Era evidente, enquanto ele a observava, que ele conseguia ver através dela. "Kit, só posso imaginar como você deve estar se sentindo. Você deve estar ansiosa pensando no que está por vir. Mas antes da cerimônia, você ainda tem seu baile amanhã à noite. Será uma festa esplêndida. Todos os seus amigos e familiares estarão lá para celebrar com você. Com certeza, você pode encontrar uma maneira de se concentrar nisso, não pode?"
Kit lutou para encontrar as palavras corretas para se expressar, mas só conseguiu produzir um aceno de cabeça. A fina tiara de pérolas que ela usava se deslocou ligeiramente, e ela alcançou com uma mão trêmula para mantê-la no lugar. Finalmente, conseguiu murmurar, "Eu posso. Acho que sim." Ela alisou a saia de seu vestido rosa fluido e se reposicionou.
O sorriso dele era fácil e a fazia sentir-se confortada, mesmo com um pé no fogo. Sua vida tinha sido bastante tranquila até aquele ponto, apesar da natureza autoritária de sua mãe. Ela nunca havia enfrentado uma verdadeira dificuldade de qualquer tipo—até agora. Nos momentos em que ela ficava angustiada por algo agora tão insignificante que nem conseguia se lembrar do que poderia ter causado sua aflição, Eli estava lá para confortá-la e guiá-la. Além de um período de três anos na província vizinha de Eastbury, seguido rapidamente por mais dois anos em Ironton, Eliason Goedwig serviu à corte de alguma forma ou outra, chegando à sua posição atual quando Kit completou quinze anos e foi autorizada a escolher seu próprio comandante. Ela não hesitou em promovê-lo. Afinal, ele já havia alcançado o posto de capitão no exército da rainha e passou todo aquele tempo longe do Castelo Wrenbrook servindo ao reino. Sua mãe não se opôs à escolha, o que foi uma surpresa na época, mas havia lembretes constantes de que a Rainha Rona sempre poderia chamá-lo de volta ao seu serviço, se assim desejasse.
Na verdade, Kit estava chocada que Eli ainda estivesse sentado ao seu lado e que a Rainha Rona, com todo seu poder e sabedoria, não tivesse achado adequado enviá-lo para alguma terra distante para lutar contra um inimigo desconhecido.

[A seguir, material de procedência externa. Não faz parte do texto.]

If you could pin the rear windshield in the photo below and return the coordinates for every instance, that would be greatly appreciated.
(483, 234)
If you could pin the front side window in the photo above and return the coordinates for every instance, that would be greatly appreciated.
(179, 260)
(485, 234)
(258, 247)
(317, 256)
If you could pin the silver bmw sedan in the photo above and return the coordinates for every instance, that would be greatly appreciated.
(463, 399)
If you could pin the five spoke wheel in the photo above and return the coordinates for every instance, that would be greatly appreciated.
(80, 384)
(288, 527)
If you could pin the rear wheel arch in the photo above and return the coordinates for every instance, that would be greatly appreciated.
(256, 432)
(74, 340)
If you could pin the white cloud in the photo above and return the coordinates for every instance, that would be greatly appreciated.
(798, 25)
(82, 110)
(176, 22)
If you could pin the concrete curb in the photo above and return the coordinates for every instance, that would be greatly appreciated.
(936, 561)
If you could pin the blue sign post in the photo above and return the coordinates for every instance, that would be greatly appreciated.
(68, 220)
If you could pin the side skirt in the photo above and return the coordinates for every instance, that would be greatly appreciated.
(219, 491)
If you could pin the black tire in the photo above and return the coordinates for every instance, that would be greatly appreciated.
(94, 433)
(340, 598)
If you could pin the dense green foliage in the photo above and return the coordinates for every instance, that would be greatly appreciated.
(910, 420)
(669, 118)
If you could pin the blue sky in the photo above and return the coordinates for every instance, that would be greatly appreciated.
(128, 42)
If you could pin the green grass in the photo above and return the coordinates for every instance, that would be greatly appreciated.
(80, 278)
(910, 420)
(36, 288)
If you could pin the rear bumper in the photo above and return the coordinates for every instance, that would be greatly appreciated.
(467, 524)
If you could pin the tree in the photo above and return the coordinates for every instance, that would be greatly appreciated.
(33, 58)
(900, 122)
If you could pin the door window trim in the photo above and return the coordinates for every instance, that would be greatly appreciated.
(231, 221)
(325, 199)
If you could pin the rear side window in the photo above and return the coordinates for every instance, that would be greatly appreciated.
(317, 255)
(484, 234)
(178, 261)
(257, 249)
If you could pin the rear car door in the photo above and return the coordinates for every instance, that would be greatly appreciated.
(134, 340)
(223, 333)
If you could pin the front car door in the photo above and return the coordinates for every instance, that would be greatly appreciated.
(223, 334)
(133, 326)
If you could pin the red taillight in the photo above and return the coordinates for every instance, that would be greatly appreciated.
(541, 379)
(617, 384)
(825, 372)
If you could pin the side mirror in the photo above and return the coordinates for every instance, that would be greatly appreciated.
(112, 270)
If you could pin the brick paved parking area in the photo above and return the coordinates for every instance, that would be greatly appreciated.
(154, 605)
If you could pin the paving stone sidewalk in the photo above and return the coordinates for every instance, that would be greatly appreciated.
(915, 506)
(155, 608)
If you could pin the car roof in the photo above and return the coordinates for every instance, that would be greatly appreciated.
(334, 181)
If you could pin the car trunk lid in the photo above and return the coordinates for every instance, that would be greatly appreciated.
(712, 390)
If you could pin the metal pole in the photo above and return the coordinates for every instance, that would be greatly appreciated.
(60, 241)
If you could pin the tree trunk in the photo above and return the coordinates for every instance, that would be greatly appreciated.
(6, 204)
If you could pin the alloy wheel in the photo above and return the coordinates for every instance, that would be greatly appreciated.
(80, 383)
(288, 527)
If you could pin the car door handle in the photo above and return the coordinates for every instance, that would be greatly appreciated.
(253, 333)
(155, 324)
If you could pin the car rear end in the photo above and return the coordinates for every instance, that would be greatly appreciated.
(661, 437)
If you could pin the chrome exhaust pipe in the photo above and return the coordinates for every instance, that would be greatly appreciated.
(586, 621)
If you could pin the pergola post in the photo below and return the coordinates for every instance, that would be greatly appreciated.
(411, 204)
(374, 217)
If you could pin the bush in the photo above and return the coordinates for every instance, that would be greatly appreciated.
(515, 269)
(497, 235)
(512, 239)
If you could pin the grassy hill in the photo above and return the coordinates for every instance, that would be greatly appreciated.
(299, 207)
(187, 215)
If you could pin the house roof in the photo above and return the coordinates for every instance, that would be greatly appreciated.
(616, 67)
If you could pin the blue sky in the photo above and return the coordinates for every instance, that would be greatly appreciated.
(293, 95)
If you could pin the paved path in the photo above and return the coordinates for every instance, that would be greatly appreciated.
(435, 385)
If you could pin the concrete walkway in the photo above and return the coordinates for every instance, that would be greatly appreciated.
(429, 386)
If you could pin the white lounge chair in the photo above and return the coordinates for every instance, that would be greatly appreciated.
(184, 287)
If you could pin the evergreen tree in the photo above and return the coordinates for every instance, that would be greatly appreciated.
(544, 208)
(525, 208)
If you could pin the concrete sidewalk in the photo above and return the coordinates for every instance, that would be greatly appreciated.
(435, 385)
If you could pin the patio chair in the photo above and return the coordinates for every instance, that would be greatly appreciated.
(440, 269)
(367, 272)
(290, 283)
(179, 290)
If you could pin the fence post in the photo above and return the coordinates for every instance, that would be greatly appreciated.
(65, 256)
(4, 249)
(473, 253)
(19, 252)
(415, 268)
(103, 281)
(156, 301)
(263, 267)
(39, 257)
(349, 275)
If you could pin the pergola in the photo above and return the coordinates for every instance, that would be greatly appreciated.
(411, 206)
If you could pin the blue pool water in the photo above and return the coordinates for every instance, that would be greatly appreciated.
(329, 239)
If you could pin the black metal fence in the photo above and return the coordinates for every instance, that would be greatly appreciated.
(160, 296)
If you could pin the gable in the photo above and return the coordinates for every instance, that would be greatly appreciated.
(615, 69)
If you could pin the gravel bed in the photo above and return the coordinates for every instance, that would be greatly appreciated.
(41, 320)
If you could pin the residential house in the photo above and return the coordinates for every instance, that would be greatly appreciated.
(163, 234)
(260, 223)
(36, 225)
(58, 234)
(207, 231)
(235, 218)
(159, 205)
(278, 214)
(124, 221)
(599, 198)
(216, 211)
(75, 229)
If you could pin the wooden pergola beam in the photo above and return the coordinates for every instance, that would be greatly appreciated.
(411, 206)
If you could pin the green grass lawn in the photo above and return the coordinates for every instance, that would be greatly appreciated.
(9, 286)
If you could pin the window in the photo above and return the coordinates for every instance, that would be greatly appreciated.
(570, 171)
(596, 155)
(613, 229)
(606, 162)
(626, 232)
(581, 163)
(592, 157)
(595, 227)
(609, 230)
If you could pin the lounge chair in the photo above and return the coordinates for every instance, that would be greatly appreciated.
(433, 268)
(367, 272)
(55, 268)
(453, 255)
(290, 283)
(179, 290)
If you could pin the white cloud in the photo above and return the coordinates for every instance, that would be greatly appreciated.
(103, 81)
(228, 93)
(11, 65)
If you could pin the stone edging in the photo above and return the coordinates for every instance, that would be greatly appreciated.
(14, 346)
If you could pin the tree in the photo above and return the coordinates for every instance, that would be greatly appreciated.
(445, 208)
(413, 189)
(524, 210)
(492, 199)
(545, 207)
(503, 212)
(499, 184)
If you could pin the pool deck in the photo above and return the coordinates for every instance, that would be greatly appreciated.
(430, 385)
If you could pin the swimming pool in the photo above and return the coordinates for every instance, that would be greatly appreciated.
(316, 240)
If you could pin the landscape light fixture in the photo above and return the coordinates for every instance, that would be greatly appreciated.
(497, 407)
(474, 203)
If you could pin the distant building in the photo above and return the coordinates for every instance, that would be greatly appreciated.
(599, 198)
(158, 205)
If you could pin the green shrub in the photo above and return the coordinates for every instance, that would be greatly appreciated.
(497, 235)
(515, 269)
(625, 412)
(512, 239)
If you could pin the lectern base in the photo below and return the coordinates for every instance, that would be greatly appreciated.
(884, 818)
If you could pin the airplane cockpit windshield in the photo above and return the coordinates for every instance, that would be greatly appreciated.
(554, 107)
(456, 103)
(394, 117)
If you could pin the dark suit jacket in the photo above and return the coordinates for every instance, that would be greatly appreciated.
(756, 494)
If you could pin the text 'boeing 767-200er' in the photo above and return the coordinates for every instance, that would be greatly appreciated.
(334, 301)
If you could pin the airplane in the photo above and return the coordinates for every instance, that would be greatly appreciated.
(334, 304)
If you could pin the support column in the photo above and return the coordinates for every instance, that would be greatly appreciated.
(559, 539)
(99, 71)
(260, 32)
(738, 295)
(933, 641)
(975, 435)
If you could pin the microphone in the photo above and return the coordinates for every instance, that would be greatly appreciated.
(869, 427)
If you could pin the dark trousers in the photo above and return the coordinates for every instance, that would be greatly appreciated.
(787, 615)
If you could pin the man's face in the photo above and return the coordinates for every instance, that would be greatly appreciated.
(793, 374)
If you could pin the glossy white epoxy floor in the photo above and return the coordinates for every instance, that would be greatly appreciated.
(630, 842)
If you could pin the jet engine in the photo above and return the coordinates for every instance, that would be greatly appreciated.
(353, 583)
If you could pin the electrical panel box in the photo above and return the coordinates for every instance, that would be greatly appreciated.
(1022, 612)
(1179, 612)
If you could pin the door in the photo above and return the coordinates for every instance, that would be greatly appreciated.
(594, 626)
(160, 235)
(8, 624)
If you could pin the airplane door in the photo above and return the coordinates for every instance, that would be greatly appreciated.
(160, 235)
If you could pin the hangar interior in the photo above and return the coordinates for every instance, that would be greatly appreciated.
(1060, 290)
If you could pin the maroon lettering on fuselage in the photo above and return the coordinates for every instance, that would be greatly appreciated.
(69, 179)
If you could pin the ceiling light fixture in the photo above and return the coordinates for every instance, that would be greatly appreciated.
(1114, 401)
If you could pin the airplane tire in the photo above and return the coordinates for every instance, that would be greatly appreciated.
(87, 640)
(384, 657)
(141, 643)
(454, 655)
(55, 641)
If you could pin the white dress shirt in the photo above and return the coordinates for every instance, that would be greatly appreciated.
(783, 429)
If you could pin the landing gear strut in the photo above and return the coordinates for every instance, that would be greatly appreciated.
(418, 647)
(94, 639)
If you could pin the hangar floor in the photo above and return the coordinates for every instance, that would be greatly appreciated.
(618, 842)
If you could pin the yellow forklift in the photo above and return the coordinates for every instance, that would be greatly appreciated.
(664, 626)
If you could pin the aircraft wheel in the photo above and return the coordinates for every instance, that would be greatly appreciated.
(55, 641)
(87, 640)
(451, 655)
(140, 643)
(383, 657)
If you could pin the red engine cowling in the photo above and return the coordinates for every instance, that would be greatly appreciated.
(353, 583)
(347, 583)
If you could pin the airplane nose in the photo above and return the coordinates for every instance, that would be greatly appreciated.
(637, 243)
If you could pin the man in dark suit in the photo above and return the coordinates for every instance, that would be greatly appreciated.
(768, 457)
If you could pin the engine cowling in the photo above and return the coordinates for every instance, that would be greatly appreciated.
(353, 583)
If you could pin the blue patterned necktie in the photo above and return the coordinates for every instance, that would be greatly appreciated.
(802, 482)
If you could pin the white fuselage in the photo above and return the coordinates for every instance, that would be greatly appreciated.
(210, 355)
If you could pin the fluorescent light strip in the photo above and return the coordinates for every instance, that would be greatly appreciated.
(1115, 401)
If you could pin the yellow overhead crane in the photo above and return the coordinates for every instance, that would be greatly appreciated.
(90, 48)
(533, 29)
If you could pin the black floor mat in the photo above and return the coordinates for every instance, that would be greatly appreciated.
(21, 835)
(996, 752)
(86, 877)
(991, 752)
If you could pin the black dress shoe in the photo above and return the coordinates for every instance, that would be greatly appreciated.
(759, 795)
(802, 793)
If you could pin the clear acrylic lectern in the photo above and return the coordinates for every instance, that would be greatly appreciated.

Era óbvio, pelas regras e procedimentos da Escolha, que Eli não representava uma verdadeira ameaça para Sua Majestade, no entanto, e às vezes Kit pensava que ele era permitido ficar apenas para atormentá-la, porque sua mãe sabia que ele estava sempre fora de alcance.
"Você pode encontrar uma maneira de se concentrar no baile," Eli a assegurou, trazendo Kit de volta ao presente. Seu sorriso era mais confiante do que ela seria capaz de demonstrar, mesmo se tentasse. "Tenho certeza de que você pode. Não se preocupe com o Proem. Será apenas um momento, e então, tudo estará acabado, e você estará livre para aproveitar sua Exploração como desejar."